The Super League side that spends the lowest on the salary cap with ‘hundreds of thousands of pounds’ difference

THE debate surrounding the salary cap is an ever-changing one.

From the need to try and balance the competition to the fact that only three teams have ever won the Super League Grand Final, there are raging arguments on both sides of the equation.

For one side – the Salford Red Devils – the reality is that they cannot afford to pay the full salary cap and have to try and do things differently to their rivals.

“If you look at our list going back to 2018, there’s probably 15 to 20 players where they all had an individual reason why they weren’t making it,” Blease told Roar.

“Either cast aside by their clubs, problems off the field, not wanted, fell out with someone – a whole host of reasons.

“But we do due diligence on their background. Phil Clarke called us ‘the team of misfits’ when we got to the Grand Final, which some of our fans took exception to, but without disrespecting the team, he was probably right.
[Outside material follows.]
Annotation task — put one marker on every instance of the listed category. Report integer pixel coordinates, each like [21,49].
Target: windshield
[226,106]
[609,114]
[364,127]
Three-quarters of them were players that other clubs didn’t want.”

With that, the Red Devils have to make it work financially and that means paying much less than the actual salary cap of £2.1 million.

“We pay hundreds of thousands of pounds of salary cap lower.

“There’s only a couple in the league who are near us, the rest are probably paying much more than us, so we have to be very selective.”

It is this incredible statistic that makes it scarcely believable that Salford made it to the Super League Grand Final in 2019 and then the Challenge Cup in 2020.

Paul Rowley, appointed as head coach ahead of the 2022 Super League season, continued that good momentum in 2022, bringing the Red Devils to within 80 minutes of the Grand Final when few gave them a chance of even making the play-offs.